I like the Larry a lot. Maybe he could be clamped to the work bench and help hold things while a person works on them.

Herb


----------



## RainMan 2.0 (May 6, 2014)

Well I'm in disbelief . I went to WP and they had wooden balls from 4" down . Imagine that. and I thought I was going to have to buy a lathe or something


----------



## RJT501Win (Apr 21, 2012)

Stick486 said:


> how about we just come to you for the beer...


Sorry Stick at our place it is BYO, but Larry could go fetch for you. Save getting out of your chair.


----------



## Stick486 (Jan 4, 2013)

rjtwin501 said:


> Sorry Stick at our place it is BYO, but Larry could go fetch for you. Save getting out of your chair.


that was posted to Dan...
aren't you and Karry gonna join us....


----------



## schnewj (Nov 18, 2013)

TheCableGuy said:


> Well I'm in disbelief . I went to WP and they had wooden balls from 4" down . Imagine that. and I thought I was going to have to buy a lathe or something


...or did you just want an excuse to buy a lathe?:wink:


----------



## schnewj (Nov 18, 2013)

Stick486 said:


> that was posted to Dan...
> aren't you and Karry gonna join us....


I thought that was pretty, obviously, implied. They go with the rest of us to Dan's, eh?:grin::grin::grin:


----------



## Nickp (Dec 4, 2012)

Nice work on all the intricate detail and cuts...

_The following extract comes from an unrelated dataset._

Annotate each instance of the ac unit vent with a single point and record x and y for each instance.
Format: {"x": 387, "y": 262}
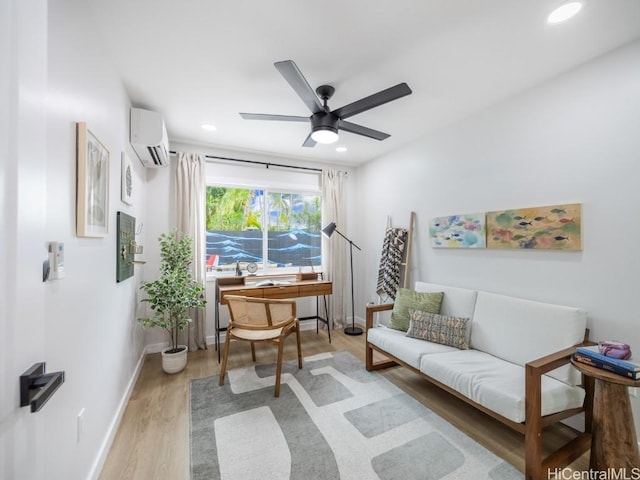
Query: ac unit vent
{"x": 148, "y": 137}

Merry Christmas back at ya...have fun with all the kiddies...


----------



## Stick486 (Jan 4, 2013)

schnewj said:


> I thought that was pretty, obviously, implied. They go with the rest of us to Dan's, eh?:grin::grin::grin:


yup...


----------



## DaninVan (Jan 1, 2012)

Dan moved.


----------



## Stick486 (Jan 4, 2013)

nor far enough....


----------



## old55 (Aug 11, 2013)

Welcome to the forum Larry. Thanks for showing him to us John. Nice job.


----------



## schnewj (Nov 18, 2013)

Stick486 said:


> nor far enough....


Having worked for NASA I have contacts and access to satellite information...next time you move take the battery out of your phone, Dan.

Nice try though!


----------



## Stick486 (Jan 4, 2013)

and go off grid...


----------



## DaninVan (Jan 1, 2012)

schnewj said:


> Having worked for NASA I have contacts and access to satellite information...next time you move take the battery out of your phone, Dan.
> 
> Nice try though!


Battery? Phone?...


----------



## Garyk (Dec 29, 2011)

Welcome. Nice project.


----------



## OutoftheWoodwork (Oct 4, 2012)

LOL too kewl!


----------